[SOLVED] Awk command to make a latex table [Archive]

View Full Version : [SOLVED] Awk command to make a latex table

rickcjmac

April 17th, 2011, 03:51 AM

I frequently make latex tables from simple data files. For example I turn this output file

1.0 3.1 5.1 3.3
2.1 5.4 6.5 3.1
4.5 6.7 9.0 2.1

into a latex type table of the following format

1.0 & 3.1 & 5.1 & 3.3 \\
2.1 & 5.4 & 6.5 & 3.1 \\
4.5 & 6.7 & 9.0 & 2.1 \\

etc. I want to use an awk command to make file two given file one. Something like this might work:

awk '{print $1," & ", $2, " & ", $3, " \\\ "}' output.dat>table.dat

given the file "output.dat" to create "table.dat"

The problem I have is that the number of columns changes with each file. Is there a universal command that I could use as an alias to convert any shape of data file into a table format?

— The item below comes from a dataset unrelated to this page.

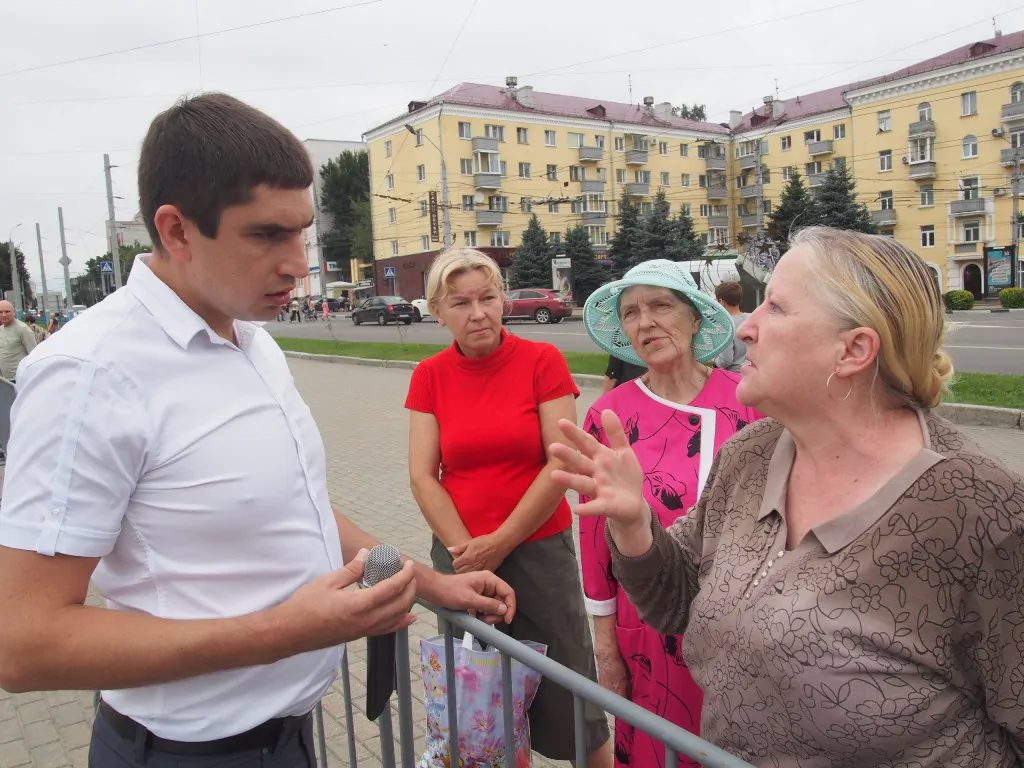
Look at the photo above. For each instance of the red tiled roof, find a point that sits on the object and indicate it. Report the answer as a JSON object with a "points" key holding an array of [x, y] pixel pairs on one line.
{"points": [[495, 97], [834, 98]]}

Thank you for your help :)

Richard

iponeverything

April 17th, 2011, 04:10 AM

I think a small perl script could be made to handle it.

iponeverything

April 17th, 2011, 07:42 AM

cat input | sed 's/[0-9+].[0-9+] /&\& /g' |sed 's/$/& \\\\/' > table.dat

Vaphell

April 17th, 2011, 08:17 AM

check this out

echo $'A B C\nD E F' | awk '$1=$1' OFS=' & ' ORS=' \\\\\n'

A & B & C \\
D & E & F \\

cool thing about awk is that it allows to configure field and record separators, both for input and output. As you may guess OFS is used to separate fields/columns in output, ORS separates lines/records
http://www.math.utah.edu/docs/info/gawk_11.html

iponeverything

April 17th, 2011, 08:44 AM

kurum!

April 17th, 2011, 03:31 PM

$ ruby -ne '$_=$_.chomp.split.join(" & ")+" \\\\\n";print' file
1.0 & 3.1 & 5.1 & 3.3 \\
2.1 & 5.4 & 6.5 & 3.1 \\
4.5 & 6.7 & 9.0 & 2.1 \\

rickcjmac

April 17th, 2011, 07:57 PM

Thank you for all of the quick responses! All of the code suggested works fine. For my purposes I think the best would be:

cat output.dat | sed 's/[0-9+].[0-9+] /&\& /g' |sed 's/$/& \\\\/' > table.dat

But when I run it I get the following "table.dat":

1 2 & 3 4 & 5 \\
2 3 & 4 5 & 6 \\
3 4 & 5 6 & 7 \\
4 5 & 6 7 & 8 \\
5 6 & 7 8 & 9 \\

That is the result given "output.dat" is:

1 2 3 4 5
2 3 4 5 6
3 4 5 6 7
4 5 6 7 8
5 6 7 8 9

How can this code be modified to put the "&" sign between each column?

Thank you again for all of your input :)

Richard

Vaphell

April 17th, 2011, 08:54 PM

your sed doesn't work too well because you target [any digit,+][any char][any digit,+] and replace it with '&match &'. If you feed it with digit, space, digit, space, digit it will consume (digit, space, digit)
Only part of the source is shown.